What is the EU GSP Plus Scheme and how does it differ from ‘normal’ GSP?

  • The European Union’s GSP covers three separate regimes;
  • (i) The standard GSP, which provides preferences to 90 (previously 177) Developing Countries and Territories on over 6300 tariff lines;
  • (ii) the special incentive arrangement for Sustainable Development and Good Governance, known as GSP+, which offers additional duty-free exports to support vulnerable developing countries (previously 16 now 25 countries – Including Pakistan) in their ratification and implementation of relevant international conventions in these fields, and;
  • (iii) The Everything But Arms (EBA) arrangement, which provides Duty-Free, Quota-Free access for the 50 Least-Developed Countries (LDCs).

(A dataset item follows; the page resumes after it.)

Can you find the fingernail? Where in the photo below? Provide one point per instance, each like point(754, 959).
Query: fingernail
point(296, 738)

Least developed countries (LDCs)

  • Least developed countries (LDCs) are low-income countries confronting severe structural impediments to sustainable development.
  • They are highly vulnerable to economic and environmental shocks and have low levels of human assets.
  • There are currently 47 countries on the list of LDCs which is reviewed every three years by the Committee for Development (CDP).
  • LDCs have exclusive access to certain international support measures in particular in the areas of development assistance and trade.

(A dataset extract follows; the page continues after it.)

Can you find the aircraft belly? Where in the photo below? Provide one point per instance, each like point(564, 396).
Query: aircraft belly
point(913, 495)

Most Favoured Nation (MFN)

  • While the term Most Favoured Nation (MFN) suggests special preference for the country given MFN status, it actually means it would be treated equally as all others.
  • According to the World Trade Organisation rules, countries cannot normally discriminate between their trading partners.
  • If one country is granted a trade concession such as, for example, lower import duties, then all WTO members must be extended the same concessions. This principle is known as the Most Favoured Nation treatment.